# Seeking cichlid advice



## AquaLife4me (Jul 15, 2014)

Just filled up my 75 gallon tank with a Gravel bottom and a marineland emperor 400 filter. Now I'm kind of torn between what kind of cichlids to fill it with. I was most interested in African cichlids. But when I spoke briefly with the sales associate, he mentioned something about the pH being about 8.2 and to have hard water. Anyway to maintain that without the crushed coral substraight? I'd like more, smaller fish. 

As opposed to south American cichlids, that grow bigger. I'm considering them, since it seems a little easier to maintain them. I was thinking either 2 Oscars, OR one Oscar and another tank mate. What would be a good, aggressive tank mate to hang with an Oscar? 

Been reading a few things on here about a "fishless cycle". Would I need to do that?

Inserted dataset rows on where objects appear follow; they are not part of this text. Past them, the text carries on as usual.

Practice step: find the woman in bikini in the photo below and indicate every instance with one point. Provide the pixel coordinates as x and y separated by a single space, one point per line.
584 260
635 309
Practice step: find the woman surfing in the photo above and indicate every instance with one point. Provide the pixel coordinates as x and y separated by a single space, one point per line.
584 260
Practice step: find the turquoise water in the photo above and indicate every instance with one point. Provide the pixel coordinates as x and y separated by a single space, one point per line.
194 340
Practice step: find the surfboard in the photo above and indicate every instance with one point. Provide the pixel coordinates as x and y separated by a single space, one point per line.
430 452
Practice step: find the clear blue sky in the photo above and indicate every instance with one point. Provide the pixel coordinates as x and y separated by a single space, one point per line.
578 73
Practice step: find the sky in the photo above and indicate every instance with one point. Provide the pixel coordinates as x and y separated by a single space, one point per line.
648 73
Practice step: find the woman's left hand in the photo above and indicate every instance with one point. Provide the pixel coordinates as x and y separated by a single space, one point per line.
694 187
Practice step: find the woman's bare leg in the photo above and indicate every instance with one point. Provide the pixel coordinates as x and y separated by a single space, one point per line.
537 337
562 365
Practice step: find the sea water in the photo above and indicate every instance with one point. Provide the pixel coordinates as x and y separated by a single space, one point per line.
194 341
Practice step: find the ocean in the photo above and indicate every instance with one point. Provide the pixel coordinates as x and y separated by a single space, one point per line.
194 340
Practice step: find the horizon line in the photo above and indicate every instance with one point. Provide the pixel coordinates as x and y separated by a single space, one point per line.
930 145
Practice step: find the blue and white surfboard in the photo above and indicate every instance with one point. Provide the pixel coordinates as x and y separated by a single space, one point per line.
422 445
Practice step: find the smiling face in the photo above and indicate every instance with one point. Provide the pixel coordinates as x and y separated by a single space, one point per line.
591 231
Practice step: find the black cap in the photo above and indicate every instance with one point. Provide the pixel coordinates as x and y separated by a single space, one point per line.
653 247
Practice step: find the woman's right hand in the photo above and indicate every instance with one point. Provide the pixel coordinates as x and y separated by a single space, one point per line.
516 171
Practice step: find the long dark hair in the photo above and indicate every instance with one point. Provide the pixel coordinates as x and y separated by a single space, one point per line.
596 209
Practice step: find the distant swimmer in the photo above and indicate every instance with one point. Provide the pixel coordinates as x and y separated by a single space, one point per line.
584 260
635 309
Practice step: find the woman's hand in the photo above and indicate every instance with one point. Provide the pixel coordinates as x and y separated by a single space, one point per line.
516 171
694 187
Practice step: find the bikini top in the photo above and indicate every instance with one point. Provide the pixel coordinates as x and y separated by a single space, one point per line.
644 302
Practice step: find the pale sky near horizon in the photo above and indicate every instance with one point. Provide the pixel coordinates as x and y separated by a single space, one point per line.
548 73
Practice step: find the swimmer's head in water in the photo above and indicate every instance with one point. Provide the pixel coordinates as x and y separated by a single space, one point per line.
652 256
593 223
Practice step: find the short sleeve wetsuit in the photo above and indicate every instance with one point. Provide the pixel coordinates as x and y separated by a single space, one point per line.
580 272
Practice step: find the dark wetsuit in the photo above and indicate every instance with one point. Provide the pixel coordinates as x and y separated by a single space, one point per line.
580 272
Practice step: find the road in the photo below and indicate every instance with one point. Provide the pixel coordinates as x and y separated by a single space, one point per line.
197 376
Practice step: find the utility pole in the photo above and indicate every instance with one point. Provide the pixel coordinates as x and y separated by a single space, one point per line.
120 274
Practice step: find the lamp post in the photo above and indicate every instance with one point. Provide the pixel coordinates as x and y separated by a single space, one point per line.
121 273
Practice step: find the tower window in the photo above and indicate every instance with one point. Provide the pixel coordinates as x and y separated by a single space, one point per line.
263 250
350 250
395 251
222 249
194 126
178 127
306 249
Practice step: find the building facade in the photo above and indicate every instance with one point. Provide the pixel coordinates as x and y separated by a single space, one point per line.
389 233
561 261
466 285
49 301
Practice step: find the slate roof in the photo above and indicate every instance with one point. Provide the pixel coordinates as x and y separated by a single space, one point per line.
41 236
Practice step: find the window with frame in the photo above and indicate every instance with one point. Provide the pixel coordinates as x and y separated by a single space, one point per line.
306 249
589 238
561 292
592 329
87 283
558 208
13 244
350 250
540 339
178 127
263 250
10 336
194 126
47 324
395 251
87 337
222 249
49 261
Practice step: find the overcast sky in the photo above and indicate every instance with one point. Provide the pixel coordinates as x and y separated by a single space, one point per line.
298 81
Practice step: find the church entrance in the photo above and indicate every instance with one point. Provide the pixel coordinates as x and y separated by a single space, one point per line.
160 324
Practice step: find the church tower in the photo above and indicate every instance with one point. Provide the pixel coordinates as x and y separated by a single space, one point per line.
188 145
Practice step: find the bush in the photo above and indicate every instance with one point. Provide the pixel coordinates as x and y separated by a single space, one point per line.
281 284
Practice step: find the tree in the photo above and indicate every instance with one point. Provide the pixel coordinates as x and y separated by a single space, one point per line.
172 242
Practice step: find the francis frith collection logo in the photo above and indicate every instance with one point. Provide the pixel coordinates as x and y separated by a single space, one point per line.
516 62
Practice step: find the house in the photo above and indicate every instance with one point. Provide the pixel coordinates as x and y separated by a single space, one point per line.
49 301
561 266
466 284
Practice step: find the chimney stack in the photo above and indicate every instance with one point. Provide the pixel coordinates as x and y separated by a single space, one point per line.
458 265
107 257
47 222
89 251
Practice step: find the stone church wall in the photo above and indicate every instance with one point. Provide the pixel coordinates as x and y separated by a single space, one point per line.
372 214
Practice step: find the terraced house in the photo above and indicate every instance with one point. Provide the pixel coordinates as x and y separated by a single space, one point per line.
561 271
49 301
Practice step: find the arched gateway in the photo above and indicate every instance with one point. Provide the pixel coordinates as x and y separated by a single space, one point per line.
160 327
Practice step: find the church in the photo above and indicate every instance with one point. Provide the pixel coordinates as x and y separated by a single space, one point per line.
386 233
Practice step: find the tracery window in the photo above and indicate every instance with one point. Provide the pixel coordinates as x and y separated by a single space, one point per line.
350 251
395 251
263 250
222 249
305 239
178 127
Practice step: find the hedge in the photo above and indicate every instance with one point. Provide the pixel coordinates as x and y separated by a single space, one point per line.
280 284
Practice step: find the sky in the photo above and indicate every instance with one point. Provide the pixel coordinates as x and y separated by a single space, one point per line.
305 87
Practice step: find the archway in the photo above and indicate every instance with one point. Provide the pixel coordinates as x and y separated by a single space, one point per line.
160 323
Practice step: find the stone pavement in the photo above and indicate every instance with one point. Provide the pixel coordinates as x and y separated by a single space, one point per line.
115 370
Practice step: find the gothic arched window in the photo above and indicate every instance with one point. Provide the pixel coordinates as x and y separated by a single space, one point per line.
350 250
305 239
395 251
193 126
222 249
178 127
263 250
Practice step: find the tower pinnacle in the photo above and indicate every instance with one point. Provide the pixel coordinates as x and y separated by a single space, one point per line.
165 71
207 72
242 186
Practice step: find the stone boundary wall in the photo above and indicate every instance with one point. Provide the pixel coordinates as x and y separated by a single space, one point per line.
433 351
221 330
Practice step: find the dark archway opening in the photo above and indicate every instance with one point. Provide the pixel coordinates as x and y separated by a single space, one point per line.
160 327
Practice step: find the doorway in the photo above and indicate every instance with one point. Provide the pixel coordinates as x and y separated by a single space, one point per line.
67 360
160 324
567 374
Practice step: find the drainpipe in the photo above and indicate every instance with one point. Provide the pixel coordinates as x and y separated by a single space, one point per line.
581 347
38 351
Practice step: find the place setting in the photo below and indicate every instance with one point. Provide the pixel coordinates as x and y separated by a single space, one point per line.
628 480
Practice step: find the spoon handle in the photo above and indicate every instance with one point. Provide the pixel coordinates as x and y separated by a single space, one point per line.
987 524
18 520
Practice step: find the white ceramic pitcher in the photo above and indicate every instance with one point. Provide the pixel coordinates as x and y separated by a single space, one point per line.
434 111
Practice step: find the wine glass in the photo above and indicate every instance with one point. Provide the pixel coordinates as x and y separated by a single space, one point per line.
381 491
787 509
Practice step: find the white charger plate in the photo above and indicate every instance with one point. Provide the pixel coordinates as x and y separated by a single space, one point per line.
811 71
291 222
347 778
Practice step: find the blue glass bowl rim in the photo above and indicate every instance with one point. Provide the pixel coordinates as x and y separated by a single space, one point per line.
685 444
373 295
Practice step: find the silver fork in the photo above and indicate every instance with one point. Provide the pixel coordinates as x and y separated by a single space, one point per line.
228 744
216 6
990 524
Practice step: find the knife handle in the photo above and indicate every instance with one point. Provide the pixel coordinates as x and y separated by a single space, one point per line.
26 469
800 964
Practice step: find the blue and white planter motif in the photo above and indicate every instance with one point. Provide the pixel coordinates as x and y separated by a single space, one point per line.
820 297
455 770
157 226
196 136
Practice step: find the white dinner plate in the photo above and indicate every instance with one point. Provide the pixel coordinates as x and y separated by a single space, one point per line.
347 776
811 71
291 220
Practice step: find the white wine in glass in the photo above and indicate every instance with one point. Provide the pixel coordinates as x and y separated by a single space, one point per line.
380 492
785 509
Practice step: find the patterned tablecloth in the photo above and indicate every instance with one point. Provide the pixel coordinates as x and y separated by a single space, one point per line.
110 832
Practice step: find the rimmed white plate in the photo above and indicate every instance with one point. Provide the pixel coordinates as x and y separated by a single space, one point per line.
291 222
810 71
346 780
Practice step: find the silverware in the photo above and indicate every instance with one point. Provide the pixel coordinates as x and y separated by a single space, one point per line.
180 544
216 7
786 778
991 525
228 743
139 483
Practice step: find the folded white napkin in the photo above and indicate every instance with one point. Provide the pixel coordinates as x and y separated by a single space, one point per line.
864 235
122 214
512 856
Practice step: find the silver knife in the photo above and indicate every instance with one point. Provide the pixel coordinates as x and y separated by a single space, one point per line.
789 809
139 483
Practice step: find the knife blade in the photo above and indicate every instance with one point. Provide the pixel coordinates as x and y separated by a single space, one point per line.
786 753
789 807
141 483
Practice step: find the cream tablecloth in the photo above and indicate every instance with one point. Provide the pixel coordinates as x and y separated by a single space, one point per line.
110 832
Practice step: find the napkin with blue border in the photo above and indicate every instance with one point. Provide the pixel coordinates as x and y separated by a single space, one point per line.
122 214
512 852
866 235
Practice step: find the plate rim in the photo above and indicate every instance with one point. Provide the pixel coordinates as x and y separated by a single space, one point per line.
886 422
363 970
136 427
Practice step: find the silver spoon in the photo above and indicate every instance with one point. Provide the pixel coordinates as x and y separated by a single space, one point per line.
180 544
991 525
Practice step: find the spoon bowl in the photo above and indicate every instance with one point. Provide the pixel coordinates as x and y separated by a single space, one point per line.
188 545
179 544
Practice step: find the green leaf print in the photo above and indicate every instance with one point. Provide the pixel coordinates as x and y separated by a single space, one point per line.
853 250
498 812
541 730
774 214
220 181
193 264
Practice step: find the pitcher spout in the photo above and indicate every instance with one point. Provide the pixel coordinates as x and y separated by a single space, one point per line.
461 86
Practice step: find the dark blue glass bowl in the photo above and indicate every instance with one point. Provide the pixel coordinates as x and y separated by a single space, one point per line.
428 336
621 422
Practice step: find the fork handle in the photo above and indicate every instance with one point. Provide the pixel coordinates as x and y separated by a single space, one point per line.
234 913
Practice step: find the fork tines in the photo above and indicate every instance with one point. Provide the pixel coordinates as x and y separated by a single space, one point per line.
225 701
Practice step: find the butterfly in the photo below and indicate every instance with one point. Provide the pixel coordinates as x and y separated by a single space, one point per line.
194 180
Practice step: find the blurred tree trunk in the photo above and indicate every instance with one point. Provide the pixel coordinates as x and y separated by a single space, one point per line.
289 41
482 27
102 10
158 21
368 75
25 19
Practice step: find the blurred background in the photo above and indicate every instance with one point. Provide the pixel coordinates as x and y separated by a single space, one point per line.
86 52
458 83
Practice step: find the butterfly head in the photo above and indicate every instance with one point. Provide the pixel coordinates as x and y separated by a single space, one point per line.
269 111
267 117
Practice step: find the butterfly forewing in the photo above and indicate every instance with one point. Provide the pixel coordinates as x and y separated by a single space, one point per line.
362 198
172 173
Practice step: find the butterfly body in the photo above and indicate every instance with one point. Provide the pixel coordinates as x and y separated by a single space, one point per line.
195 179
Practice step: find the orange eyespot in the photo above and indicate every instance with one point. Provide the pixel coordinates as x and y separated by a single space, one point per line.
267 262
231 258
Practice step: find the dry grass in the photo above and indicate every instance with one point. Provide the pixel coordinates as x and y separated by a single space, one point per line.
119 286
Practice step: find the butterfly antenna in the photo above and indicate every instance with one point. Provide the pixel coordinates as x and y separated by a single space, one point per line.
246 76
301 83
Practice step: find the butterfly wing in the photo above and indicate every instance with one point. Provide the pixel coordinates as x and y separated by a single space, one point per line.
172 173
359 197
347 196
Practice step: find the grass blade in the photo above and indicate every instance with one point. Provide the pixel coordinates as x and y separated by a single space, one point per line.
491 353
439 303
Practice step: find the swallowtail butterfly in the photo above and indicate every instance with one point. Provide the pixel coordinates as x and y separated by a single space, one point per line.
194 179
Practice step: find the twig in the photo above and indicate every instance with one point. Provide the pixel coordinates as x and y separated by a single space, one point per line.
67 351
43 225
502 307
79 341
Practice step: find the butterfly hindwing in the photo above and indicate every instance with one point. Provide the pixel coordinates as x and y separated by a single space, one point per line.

Any suggestions on setup, selection or any input is much appreciated.

Thanks

Michael


----------



## coralbandit (Jul 29, 2012)

You need to have a cycled tank for any fish.
Can't really say on companions as it has been a long time since I have kept aggressive fish.


----------



## discusbreeder (Oct 7, 2014)

Filter the water through a volcanic rock substrate in a filter module. Volcanic rock is how the water hardness gets so high in the rift lakes.


----------



## April R (Nov 13, 2014)

Before adding any fish please read about cycling your tank ASAP or it won't matter what fish you get when they all go to the big tank in the sky


----------



## April R (Nov 13, 2014)

http://www.aquariumforum.com/f66/fishless-cycle-15036.html


----------